Page 1 of 1

Clean scan text flatbed scanner ?

Posted: 2019-03-16T14:54:18-07:00
by rmortensen84
I try to find some standards I can use to clean scanned text documents in linux is there a standard command i can use with imagemagick in a script that will do part of the work?

I've seen the following:

Code: Select all

 for img in *.jpg; do mogrify -normalize -level 10%,90% -sharpen 0x1 $img; done 
On the following link :

https://dikant.de/2013/05/01/optimizing ... agemagick/


But looking for inspiration - (Maybe you can't make some standards and you have to adjust from scan to scan?)


I am currently using this script to scan documents:

Code: Select all

#!/bin/bash

# Hent dato
DATE=$(date +%Y-%m-%d-%H:%M:%S)

# Scan
scanimage --format=png --mode 'True Gray' --resolution 400 > /media/Nextcloud/rene/files/Documents/Scan/scan-$DATE.png

# Optimer billede
mogrify -normalize -level 10%,90% -sharpen 0x1 /media/Nextcloud/rene/files/Documents/Scan/scan-$DATE.png

# Refresh Nextcloud
bash /home/rene/nextcloud-refresh.sh

Re: Clean scan text flatbed scanner ?

Posted: 2019-03-16T17:51:52-07:00
by fmw42
There is no need to loop over each image with mogrify.
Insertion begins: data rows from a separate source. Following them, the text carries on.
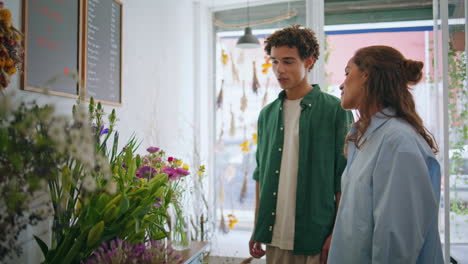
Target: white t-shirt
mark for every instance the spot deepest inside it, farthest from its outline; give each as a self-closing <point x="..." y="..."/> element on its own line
<point x="283" y="231"/>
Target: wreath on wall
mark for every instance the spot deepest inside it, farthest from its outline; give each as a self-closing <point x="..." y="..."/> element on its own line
<point x="11" y="48"/>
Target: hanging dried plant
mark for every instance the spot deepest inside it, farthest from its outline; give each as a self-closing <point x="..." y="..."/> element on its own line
<point x="222" y="225"/>
<point x="266" y="65"/>
<point x="219" y="98"/>
<point x="243" y="98"/>
<point x="232" y="130"/>
<point x="224" y="58"/>
<point x="240" y="59"/>
<point x="235" y="72"/>
<point x="265" y="96"/>
<point x="220" y="142"/>
<point x="229" y="173"/>
<point x="243" y="193"/>
<point x="255" y="82"/>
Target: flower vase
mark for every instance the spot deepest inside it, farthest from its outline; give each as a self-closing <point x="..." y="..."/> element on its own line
<point x="180" y="228"/>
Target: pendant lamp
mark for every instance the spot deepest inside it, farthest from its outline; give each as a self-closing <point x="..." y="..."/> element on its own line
<point x="248" y="40"/>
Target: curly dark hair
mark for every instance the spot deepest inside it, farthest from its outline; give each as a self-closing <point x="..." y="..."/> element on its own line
<point x="294" y="36"/>
<point x="390" y="75"/>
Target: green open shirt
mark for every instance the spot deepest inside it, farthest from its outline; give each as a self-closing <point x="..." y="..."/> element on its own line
<point x="323" y="126"/>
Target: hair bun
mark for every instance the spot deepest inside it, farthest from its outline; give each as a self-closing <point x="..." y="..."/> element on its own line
<point x="413" y="70"/>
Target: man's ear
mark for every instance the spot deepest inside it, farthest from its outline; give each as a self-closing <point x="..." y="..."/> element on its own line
<point x="309" y="62"/>
<point x="365" y="75"/>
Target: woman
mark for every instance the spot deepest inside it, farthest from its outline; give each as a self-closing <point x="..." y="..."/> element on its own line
<point x="391" y="185"/>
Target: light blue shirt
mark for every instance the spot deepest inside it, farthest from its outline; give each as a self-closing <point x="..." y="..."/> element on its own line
<point x="390" y="198"/>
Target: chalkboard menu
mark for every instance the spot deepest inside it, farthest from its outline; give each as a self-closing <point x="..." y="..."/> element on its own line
<point x="53" y="50"/>
<point x="103" y="62"/>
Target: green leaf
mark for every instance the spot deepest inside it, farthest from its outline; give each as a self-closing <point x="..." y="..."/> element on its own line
<point x="42" y="245"/>
<point x="124" y="204"/>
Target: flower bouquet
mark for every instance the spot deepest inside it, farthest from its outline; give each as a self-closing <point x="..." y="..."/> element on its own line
<point x="11" y="48"/>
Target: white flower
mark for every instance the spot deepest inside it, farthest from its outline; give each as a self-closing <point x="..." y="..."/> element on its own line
<point x="111" y="187"/>
<point x="89" y="183"/>
<point x="57" y="133"/>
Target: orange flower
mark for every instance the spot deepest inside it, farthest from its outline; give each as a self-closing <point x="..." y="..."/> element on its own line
<point x="5" y="15"/>
<point x="9" y="63"/>
<point x="232" y="220"/>
<point x="11" y="70"/>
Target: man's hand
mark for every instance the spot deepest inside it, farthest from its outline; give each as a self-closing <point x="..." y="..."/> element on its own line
<point x="256" y="249"/>
<point x="325" y="249"/>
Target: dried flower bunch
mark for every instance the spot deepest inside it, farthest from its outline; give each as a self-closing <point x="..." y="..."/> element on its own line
<point x="11" y="47"/>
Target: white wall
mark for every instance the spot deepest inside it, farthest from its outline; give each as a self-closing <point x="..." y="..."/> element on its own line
<point x="158" y="78"/>
<point x="164" y="104"/>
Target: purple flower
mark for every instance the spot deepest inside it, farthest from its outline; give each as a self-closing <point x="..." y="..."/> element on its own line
<point x="152" y="149"/>
<point x="103" y="130"/>
<point x="146" y="172"/>
<point x="171" y="173"/>
<point x="182" y="172"/>
<point x="157" y="204"/>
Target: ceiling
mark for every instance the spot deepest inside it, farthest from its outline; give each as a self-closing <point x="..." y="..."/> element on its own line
<point x="336" y="11"/>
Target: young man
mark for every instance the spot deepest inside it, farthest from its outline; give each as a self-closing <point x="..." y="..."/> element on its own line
<point x="299" y="157"/>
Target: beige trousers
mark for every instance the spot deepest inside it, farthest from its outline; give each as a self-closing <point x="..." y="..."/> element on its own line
<point x="276" y="255"/>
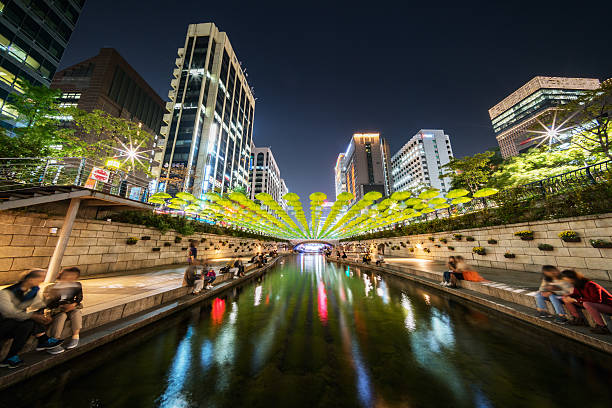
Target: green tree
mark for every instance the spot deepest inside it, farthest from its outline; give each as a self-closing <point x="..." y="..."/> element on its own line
<point x="540" y="163"/>
<point x="591" y="115"/>
<point x="98" y="135"/>
<point x="472" y="172"/>
<point x="36" y="133"/>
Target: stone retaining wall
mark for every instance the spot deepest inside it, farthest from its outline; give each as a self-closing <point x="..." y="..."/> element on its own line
<point x="596" y="263"/>
<point x="100" y="247"/>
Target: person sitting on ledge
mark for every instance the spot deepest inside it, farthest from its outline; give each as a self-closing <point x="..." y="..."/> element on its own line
<point x="18" y="324"/>
<point x="589" y="295"/>
<point x="451" y="264"/>
<point x="64" y="301"/>
<point x="552" y="288"/>
<point x="210" y="278"/>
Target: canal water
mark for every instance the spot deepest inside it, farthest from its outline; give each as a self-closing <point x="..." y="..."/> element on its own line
<point x="316" y="334"/>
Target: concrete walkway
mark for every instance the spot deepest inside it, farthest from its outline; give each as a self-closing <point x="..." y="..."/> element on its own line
<point x="115" y="306"/>
<point x="509" y="292"/>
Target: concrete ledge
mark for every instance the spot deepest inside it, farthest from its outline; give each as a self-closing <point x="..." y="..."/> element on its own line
<point x="108" y="324"/>
<point x="518" y="303"/>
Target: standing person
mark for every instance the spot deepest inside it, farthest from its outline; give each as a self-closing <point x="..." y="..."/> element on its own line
<point x="64" y="300"/>
<point x="451" y="264"/>
<point x="18" y="324"/>
<point x="192" y="255"/>
<point x="210" y="278"/>
<point x="591" y="296"/>
<point x="552" y="288"/>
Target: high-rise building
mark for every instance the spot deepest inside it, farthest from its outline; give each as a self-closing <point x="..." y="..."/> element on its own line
<point x="264" y="175"/>
<point x="108" y="83"/>
<point x="210" y="117"/>
<point x="366" y="165"/>
<point x="514" y="116"/>
<point x="33" y="37"/>
<point x="419" y="162"/>
<point x="340" y="175"/>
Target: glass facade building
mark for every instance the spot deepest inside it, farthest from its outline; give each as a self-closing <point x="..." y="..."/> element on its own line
<point x="33" y="37"/>
<point x="513" y="117"/>
<point x="419" y="162"/>
<point x="210" y="120"/>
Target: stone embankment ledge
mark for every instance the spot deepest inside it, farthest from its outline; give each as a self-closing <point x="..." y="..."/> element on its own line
<point x="110" y="321"/>
<point x="502" y="297"/>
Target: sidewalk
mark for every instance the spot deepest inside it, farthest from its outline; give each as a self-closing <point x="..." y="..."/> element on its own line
<point x="118" y="305"/>
<point x="509" y="292"/>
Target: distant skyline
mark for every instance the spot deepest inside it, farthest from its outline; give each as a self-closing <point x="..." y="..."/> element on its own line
<point x="326" y="71"/>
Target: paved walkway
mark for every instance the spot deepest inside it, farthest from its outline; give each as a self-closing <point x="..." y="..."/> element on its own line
<point x="517" y="279"/>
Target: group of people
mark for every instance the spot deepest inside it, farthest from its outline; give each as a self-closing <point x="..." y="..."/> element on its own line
<point x="459" y="270"/>
<point x="25" y="312"/>
<point x="571" y="289"/>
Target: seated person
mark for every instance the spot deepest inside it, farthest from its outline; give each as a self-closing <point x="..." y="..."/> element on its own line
<point x="451" y="264"/>
<point x="18" y="324"/>
<point x="210" y="278"/>
<point x="193" y="278"/>
<point x="552" y="288"/>
<point x="589" y="295"/>
<point x="64" y="301"/>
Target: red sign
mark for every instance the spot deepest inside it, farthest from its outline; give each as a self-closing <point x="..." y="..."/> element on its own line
<point x="99" y="174"/>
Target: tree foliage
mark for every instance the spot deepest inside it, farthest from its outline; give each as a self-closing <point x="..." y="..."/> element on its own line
<point x="37" y="131"/>
<point x="472" y="172"/>
<point x="591" y="115"/>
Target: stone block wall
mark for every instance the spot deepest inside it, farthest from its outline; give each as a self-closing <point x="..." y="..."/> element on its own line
<point x="100" y="247"/>
<point x="595" y="263"/>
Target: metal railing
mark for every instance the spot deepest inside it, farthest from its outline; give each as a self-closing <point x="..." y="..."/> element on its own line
<point x="21" y="173"/>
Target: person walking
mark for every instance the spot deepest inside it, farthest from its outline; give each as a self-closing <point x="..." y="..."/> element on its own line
<point x="594" y="298"/>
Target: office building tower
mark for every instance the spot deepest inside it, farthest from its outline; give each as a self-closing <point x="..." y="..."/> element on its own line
<point x="210" y="117"/>
<point x="33" y="37"/>
<point x="107" y="82"/>
<point x="366" y="165"/>
<point x="264" y="176"/>
<point x="340" y="175"/>
<point x="518" y="113"/>
<point x="419" y="162"/>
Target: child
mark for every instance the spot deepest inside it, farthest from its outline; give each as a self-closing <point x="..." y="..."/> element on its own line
<point x="64" y="301"/>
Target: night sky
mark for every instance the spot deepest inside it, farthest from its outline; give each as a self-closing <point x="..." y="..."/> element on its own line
<point x="326" y="70"/>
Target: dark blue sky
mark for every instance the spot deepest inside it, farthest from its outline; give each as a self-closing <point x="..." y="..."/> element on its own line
<point x="323" y="71"/>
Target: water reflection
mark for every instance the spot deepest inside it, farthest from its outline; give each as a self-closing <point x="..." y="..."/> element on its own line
<point x="312" y="333"/>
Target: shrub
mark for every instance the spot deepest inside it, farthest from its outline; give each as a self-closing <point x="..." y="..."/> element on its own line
<point x="600" y="243"/>
<point x="569" y="236"/>
<point x="526" y="235"/>
<point x="479" y="250"/>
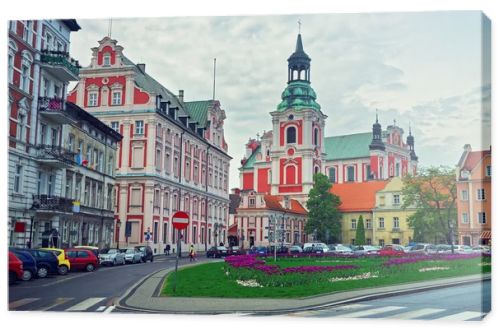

Its purpose is to process all files in the directory. If you want to loop, then use convert rather than mogrify.

Also -normalize and -level should not be needed together. You should be able to set argument to -contrast-stretch to achieve the same result. But you will have to play with the arguments. I suspect that code and suggestion was designed for a specific kind of document being scanned. It may not be general enough or apply to your scan.

If you post and example scan (upload to some free hosting service that won't change the image and does not require a password and put the URL here), perhaps we can suggest a better approach to cleaning it. Since you are on a Unix-like system, you might want to look at my script, textcleaner, at my link below.

Re: Clean scan text flatbed scanner ?

Posted: 2019-03-17T07:13:45-07:00
by rmortensen84
Hello and thanks for reply / help :)

- I scan many different documents in black white (gray) it can be receipts or payslips or other documents therefore I want an imagemagick command that is universal but it may not be possible? - If I have to change the command constantly according to the document, it takes a long time: / :) - An example could be this document:

https://nextcloud.rmortensen84.tk/index ... YQ32CLQTn6



Or this:


https://nextcloud.rmortensen84.tk/index ... Hb8tLFzWgz

https://nextcloud.rmortensen84.tk/index ... NoZQG89fTy



The last one is in pdf i scan in .png now just example :)

Re: Clean scan text flatbed scanner ?

Posted: 2019-03-17T11:56:03-07:00
by fmw42
With PDF files that have images imbedded, you perhaps should extract the image from the PDF. Otherwise try rasterizing with a large density value. But that example looks pretty clean to me. With your PNG file, it has noise in it. You could try some noise removal such as -enhance or -morphology. For example

convert scan-2019-03-17-15_07_58.png -enhance -enhance -enhance -enhance -enhance result.png

You can include some sharpening using -unsharp after removing noise and also some contrast increase.

But I suspect you will not find any method that works for all your scans, especially when they are scanned at different resolutions and formats.